The marine stratus moved in early this morning, but burned off again by around 10am. Temperatures got up in the high 50s. There was a west wind through the afternoon and into the evening, but it didn’t seem very strong here at the house and died out pretty early.
On a walk around Totem Park this morning I was struck by just how thoroughly dearheart covers the ground in some parts of the forest. In other parts I was struck by (though didn’t try to photography) the various shades of green, darker green of deerheart, the lime green of oakferns (Gymnocarpium sp) primarily, with some other green shades mixed in as well.
I noticed some clasping twistedstalk (Streptopus amplexifolius) and rosy twistedstalk (Streptopus lanceolatus) blooming today, the first of each of those I’ve seen open.
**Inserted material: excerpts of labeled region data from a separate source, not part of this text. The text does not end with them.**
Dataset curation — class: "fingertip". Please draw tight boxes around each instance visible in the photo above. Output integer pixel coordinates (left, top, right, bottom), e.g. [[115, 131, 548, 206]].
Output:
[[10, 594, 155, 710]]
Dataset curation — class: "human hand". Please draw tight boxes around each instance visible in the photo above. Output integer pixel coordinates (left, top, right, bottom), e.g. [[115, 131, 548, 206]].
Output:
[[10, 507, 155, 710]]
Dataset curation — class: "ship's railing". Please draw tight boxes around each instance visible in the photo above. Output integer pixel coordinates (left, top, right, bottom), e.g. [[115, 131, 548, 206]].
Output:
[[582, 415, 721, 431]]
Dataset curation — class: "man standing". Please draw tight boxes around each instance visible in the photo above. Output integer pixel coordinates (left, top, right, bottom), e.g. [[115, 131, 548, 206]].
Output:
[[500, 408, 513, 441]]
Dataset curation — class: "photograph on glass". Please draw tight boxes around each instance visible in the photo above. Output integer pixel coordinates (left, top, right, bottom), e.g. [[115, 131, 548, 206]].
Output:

Out on the flats I saw four Marbled Godwits and a (probably Short-billed) Dowitcher. I also noticed a small gull with a sort of black head. It was far enough away I didn’t get great looks, but so enough to think it was a young Bonaparte’s Gull. The photo I got confirmed it (and a second one, which I didn’t notice at the time, as I was focused on the one with the darker head wondering if it might be the Franklin’s Gull).
I got the last of the presumed iris that someone gave me planted in the yard this afternoon. Yesterday I finished up planting all of the strawberries.
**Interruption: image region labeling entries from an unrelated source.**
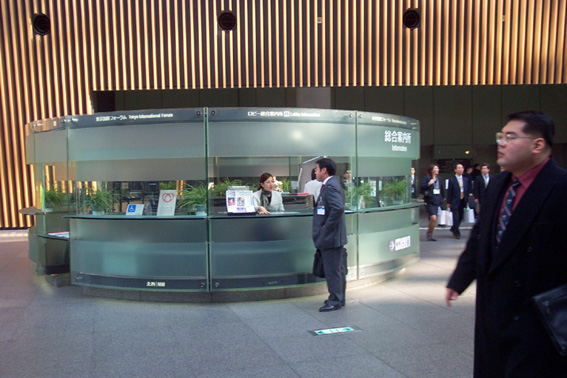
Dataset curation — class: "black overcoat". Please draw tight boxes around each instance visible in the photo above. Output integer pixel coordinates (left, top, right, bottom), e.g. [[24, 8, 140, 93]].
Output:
[[447, 160, 567, 378]]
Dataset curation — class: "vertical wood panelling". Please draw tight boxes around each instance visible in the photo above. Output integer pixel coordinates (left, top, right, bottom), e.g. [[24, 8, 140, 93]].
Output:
[[0, 0, 567, 228]]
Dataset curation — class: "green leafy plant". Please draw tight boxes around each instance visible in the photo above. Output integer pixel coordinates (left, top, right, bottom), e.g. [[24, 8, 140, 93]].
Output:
[[44, 188, 67, 209], [353, 182, 374, 205], [175, 184, 208, 213], [280, 178, 291, 193], [213, 178, 243, 197], [383, 179, 408, 201], [84, 188, 118, 213]]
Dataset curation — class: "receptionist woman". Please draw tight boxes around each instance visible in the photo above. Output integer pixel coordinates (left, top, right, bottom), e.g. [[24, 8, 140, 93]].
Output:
[[254, 172, 285, 214]]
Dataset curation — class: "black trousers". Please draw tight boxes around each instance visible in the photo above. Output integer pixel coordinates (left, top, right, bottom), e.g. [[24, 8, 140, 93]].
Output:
[[451, 197, 467, 235], [321, 247, 347, 306]]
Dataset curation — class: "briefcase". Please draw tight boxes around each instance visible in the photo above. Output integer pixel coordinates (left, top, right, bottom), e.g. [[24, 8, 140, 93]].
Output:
[[532, 284, 567, 356], [313, 249, 325, 278]]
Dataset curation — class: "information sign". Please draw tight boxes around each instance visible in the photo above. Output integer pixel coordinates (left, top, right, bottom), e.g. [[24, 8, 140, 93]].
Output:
[[157, 190, 177, 216]]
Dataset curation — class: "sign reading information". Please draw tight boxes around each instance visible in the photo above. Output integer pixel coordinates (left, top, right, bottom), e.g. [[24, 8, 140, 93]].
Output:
[[157, 190, 177, 216]]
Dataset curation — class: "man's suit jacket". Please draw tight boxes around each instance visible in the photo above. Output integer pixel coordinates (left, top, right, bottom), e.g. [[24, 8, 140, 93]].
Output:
[[447, 160, 567, 377], [447, 175, 472, 210], [474, 175, 492, 203], [313, 176, 347, 249]]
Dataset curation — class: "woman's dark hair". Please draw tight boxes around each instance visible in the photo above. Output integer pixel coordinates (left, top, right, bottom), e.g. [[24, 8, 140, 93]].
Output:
[[507, 111, 555, 147], [427, 164, 439, 177], [317, 158, 337, 176], [258, 172, 274, 190]]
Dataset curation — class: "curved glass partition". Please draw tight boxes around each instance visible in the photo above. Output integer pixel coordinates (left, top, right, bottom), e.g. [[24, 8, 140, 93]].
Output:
[[27, 108, 419, 293]]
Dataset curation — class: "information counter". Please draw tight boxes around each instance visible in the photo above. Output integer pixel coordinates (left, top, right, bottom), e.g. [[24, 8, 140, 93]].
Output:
[[27, 108, 419, 301]]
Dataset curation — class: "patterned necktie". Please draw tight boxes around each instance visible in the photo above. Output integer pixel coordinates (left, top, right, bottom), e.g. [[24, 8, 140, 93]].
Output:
[[496, 179, 520, 244]]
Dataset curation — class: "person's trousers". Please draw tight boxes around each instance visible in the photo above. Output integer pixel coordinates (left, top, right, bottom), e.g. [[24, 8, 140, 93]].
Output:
[[321, 247, 347, 306], [451, 199, 466, 235]]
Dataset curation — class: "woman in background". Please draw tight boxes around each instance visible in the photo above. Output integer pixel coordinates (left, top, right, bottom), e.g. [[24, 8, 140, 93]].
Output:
[[253, 172, 285, 214], [420, 164, 445, 241]]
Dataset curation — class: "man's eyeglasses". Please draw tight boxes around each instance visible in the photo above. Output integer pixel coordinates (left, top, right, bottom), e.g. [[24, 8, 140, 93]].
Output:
[[496, 132, 537, 145]]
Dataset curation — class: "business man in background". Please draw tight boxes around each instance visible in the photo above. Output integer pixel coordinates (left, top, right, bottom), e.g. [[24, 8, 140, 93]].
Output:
[[313, 158, 347, 312], [447, 163, 472, 239], [445, 112, 567, 378], [473, 163, 492, 213]]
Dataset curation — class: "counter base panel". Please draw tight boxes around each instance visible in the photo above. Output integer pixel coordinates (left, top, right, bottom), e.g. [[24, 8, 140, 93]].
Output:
[[71, 272, 207, 292], [74, 256, 419, 303]]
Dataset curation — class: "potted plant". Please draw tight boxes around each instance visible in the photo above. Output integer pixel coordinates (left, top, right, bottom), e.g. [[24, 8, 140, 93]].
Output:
[[85, 189, 118, 215], [354, 182, 374, 209], [176, 184, 207, 215], [43, 188, 67, 213], [213, 178, 243, 197], [384, 179, 408, 205]]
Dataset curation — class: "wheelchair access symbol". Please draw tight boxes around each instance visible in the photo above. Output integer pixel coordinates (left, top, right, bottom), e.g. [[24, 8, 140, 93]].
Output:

I don’t remember where I picked them up (either Starrigavan Ridge or Blue Lake Creek), but I have a pot that has quite a few Arctic Yellow Violets (Viola biflora) coming up. I think I just started with a plant or two, but they’ve spread to the hole (small) pot. At some point I will transplant them into the yard. They’re much less common around here than the (abundant) Stream Violet (Viola glabella). In other collected-plants updates, the nagoon berries I got seem to be doing okay after getting moved this past year. Leaves are coming up bigger than last year, so perhaps they like the additional soil. The Alpine Astragalus seems to have spread a bit in the pot, so I moved one of the miniplants into a container with strawberries, and will see how it does there. The oxytropis also seems to be doing fine.
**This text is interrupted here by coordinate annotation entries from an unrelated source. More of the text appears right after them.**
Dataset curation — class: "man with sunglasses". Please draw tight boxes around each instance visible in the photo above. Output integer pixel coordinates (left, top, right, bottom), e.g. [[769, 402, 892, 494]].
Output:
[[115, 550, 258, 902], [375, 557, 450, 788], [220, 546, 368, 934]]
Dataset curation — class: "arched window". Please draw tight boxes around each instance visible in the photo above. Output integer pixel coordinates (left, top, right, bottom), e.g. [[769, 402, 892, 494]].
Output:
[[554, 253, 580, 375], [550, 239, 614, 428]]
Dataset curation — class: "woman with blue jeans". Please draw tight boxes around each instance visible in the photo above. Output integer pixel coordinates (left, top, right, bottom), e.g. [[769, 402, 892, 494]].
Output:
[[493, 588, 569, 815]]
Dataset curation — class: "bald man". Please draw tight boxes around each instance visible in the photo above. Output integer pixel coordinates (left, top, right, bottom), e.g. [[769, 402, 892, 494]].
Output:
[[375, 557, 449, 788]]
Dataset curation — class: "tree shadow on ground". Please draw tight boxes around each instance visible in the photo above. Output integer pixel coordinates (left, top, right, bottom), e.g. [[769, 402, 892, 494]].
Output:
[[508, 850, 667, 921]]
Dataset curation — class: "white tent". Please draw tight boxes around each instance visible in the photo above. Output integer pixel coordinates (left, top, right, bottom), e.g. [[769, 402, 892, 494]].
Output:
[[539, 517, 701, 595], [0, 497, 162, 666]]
There was an article in the paper today about the bear I got pictures of last week being shot. It charged a trooper who was there waiting for the ADF&G wildlife guy to get there with the tazer. They were going to try to haze it to encourage it to leave, as it had been becoming more aggressive after being repeatedly bothered by people approaching too closely. It was sad; just a young female bear, probably her mother had been shot earlier in the year along the Forest and Muskeg Trail. It made me reflect on my own experience out there with the bear. While we certainly didn’t get close in the way that it sounded like other people did later, I still wonder if we contributed to the situation even as far back as we stayed. She certainly seemed aware of us, but continued eating. I have plenty of zoom with my 400mm lens, so there was no need to get especially close. At the time Connor really wanted to approach closer, so I read him the statement from the Fish and Game person (who gave a talk we went to a couple of weeks ago) and we had a little talk about some of the issues with approaching closer, even if the bear doesn’t respond with aggression at the time.